極小一次創作。よそで作った三題噺や都々逸の一時的集積所。
三題噺(完結)

三題噺(完結)

首筋/小鳥/不意打ち
誰も知らなかったが政変は終わっていなかった。かつての将軍派の流れをくむ者たちが北部で突如叛旗を翻し、首都目指して進軍中という。こちら東部の最果てに報せが入ったのは三日後で、ここまで飛び火はせんだろうと他の兵士は呑気だが、それ以来蒼服の少女を見た者がおらず少年兵はじりじりしている。

制服/小鳥/不意打ち
しかし東部の砦への襲撃は迅速だった。クーデターを察知した現指導部が密かにこの東部を抜けて隣国へ飛んだのだ。兵舎を占拠した旧将軍派は兵士たちに現指導部の行方を吐かせようとしたが、知る者はなく、業を煮やした旧将軍派は見せしめとして戦場の沈黙でもって染めた特注の拷問帽を少年兵へ被せた。

刃物/前髪/不意打ち
首から上を拷問帽にすっぽり覆われ、物みな死に絶えた沈黙を聴かされた少年兵が失神する寸前、縛られているはずの掌に冷たい何かが触れた。何かは手の上をそっと滑る。それが「ゆき」という字なのを少年兵は感じた。蒼服の少女に教えた数少ない字のひとつだ。

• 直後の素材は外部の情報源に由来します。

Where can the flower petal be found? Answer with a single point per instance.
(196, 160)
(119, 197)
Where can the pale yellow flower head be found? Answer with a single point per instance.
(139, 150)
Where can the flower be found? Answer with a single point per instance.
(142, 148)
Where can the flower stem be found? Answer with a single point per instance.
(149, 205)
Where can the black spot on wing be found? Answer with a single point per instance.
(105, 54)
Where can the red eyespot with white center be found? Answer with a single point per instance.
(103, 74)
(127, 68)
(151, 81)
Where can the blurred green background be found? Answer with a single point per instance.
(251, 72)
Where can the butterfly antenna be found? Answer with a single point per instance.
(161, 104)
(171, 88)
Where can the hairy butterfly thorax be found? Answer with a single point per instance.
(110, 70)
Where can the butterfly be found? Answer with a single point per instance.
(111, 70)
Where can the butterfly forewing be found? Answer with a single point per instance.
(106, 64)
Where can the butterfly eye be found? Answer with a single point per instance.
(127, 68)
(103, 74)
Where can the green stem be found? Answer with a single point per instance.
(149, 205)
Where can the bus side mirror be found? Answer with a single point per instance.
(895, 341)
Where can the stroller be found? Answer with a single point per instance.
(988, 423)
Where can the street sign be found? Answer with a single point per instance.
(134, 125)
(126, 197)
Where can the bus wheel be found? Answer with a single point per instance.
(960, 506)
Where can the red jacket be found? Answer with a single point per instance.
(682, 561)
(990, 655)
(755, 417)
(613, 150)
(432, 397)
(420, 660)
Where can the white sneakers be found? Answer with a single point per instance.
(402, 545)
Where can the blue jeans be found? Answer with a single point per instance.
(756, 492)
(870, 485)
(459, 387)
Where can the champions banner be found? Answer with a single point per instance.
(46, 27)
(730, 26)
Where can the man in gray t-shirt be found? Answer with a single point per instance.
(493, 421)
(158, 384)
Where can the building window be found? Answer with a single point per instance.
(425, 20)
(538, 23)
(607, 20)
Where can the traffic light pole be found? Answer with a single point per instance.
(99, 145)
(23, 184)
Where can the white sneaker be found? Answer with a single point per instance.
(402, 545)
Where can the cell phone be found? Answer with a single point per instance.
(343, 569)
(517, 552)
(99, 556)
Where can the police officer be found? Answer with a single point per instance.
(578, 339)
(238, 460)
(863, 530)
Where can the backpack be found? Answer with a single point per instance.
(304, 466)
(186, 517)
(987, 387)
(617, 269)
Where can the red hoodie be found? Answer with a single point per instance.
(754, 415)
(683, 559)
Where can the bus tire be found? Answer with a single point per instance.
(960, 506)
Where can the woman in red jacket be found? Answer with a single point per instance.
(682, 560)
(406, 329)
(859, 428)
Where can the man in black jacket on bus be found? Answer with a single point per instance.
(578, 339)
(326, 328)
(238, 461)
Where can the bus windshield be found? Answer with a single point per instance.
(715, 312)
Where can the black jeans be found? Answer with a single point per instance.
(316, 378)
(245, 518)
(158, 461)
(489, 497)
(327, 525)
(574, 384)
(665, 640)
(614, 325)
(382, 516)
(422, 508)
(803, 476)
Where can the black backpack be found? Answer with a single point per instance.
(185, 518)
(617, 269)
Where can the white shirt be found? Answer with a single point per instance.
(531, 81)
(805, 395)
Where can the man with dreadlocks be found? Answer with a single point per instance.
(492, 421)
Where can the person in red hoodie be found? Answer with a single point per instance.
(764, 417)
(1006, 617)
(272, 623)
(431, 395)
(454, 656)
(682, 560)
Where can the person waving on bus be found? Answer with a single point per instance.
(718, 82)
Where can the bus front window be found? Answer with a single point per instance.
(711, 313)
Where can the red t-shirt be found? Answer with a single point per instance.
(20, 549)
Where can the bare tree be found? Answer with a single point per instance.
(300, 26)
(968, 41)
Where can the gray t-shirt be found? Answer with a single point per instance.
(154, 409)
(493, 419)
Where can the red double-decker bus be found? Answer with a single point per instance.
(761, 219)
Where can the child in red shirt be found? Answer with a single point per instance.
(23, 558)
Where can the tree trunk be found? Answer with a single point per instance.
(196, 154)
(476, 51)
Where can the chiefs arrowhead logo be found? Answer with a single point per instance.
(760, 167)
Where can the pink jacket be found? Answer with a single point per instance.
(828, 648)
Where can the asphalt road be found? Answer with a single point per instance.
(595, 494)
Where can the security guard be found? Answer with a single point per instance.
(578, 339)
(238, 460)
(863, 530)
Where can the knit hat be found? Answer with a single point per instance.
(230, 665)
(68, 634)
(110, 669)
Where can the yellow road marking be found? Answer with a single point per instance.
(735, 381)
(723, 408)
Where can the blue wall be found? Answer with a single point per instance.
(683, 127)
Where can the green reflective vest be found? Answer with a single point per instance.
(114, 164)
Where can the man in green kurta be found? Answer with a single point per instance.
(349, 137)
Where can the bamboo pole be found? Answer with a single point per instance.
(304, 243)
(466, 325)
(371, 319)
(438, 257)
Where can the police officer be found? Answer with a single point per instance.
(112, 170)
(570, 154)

ゆき。ゆき。死の沈黙は雪の静寂へ変わる。

バイク/前髪/不意打ち
少年兵が拷問帽を外された時、周囲の旧将軍派はみな凍死寸前で捕縛されていた。時同じくして、首都の旧将軍派も同様に凍死寸前で壊滅との急報が届いた。なんでも、旧将軍派はかつて一人の少女を囮に逃げ、彼女を殺したのが現指導部だと、議事堂の壁に氷で拙い文字が残っており、どうしても消えない由。

怒らないで/指輪/不意打ち
少年兵は少女に残りの文字を教えている。何せ教える側も教わる側も素人とて時間が要りそうだ。旧将軍派も元指導部も体制を立て直せず、首都では連合野党が議会制整備中とか。東の砦も解散の噂があるが先行き不透明で、兵でなくなるかもしれない少年兵は少女に掛けた自分の上着を春の陽光で染めている。